Musings on designing experiences & (re)engineering complexity
Continuing a sharing of the notes which led to our Brigadoon Annapolis lecture on Digital Humanism. View Part 1 of the notes if this is your first exposure to this series.
Constellation of Devices I could be called a modern-day cyborg. Starting with the prescription glasses and going down to the cadaver’s ACL which is nailed into my knee, I have been augmented in a few means. And this isn’t even to mention the advanced sugars, intentionally and unintentionally modified fruits and vegetables making up my diet. This is a talk about digital humanism design however; so what are the augmented parts of me which I’ve had a hand in designing?
I spoke of prescription glasses, however we also have my sunglasses (also prescription). These are made by the company Snap, and have a camera on them enabling me to take 10 second videos or single frame pictures of items at my eye level. Essentially, a memory device a bit closer to my eyes.
While I don’t have them in right now, my ears usually also have a memory-aid device. Oh, you call these headphones or earphones. I call them AirPods, and due to their ability to connect to my watch, phone, and tablet, I’m able to ascribe audial soundscapes to various contexts. Sometimes, that’s background music while working or exercising. Sometimes, that’s speaking with others. Sometimes, its merely recording myself for future reference. I use sound like spatial markers. Sounds enable me to enter or reengineer spaces so that I can navigate time and presence better.
On my left arm is an Apple Watch. Many of use have or have at least heard of the connected watch or wearable technology trend. On my end, the Apple Watch is something of a wellness coach. This is the 5th or 6th wearable of this type. I’ve had three from Polar, one from Samsung, and am on my second Apple device. This one also has cellular capability, so in addition to monitoring wellness, I can also message and call persons, use the digital wallet, and a few other apps I’ve got loaded here.
Also on my left hand is a ring. I’m not married however. This is called an NFC Ring. It uses a very shortwave radio frequency connection to transfer information from the ring to another computing device. In my case, my ring serves as both business card and key.

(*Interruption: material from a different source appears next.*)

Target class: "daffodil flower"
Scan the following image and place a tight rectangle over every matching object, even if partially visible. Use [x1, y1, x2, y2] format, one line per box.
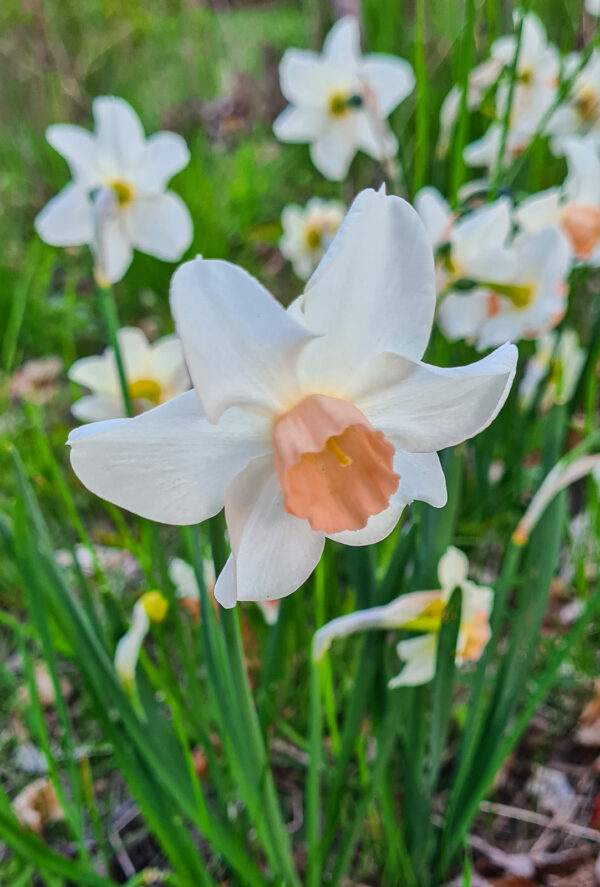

The right side of my body has only one connected device, it too is a ring. This ring is another wellness tracker, called the Oura Ring. This tracking is a bit different than my Apple Watch in that instead of tasking me with awareness of what I’m doing, its giving me the context of how I’m recovering from what I’ve done. Tracking sleep, HRV, and other metrics, this ring enables me to work alongside others in ways which speak to my stress and energy levels. And also, provides a decent trend map towards what I might or might not have done to design a better lifestyle for myself.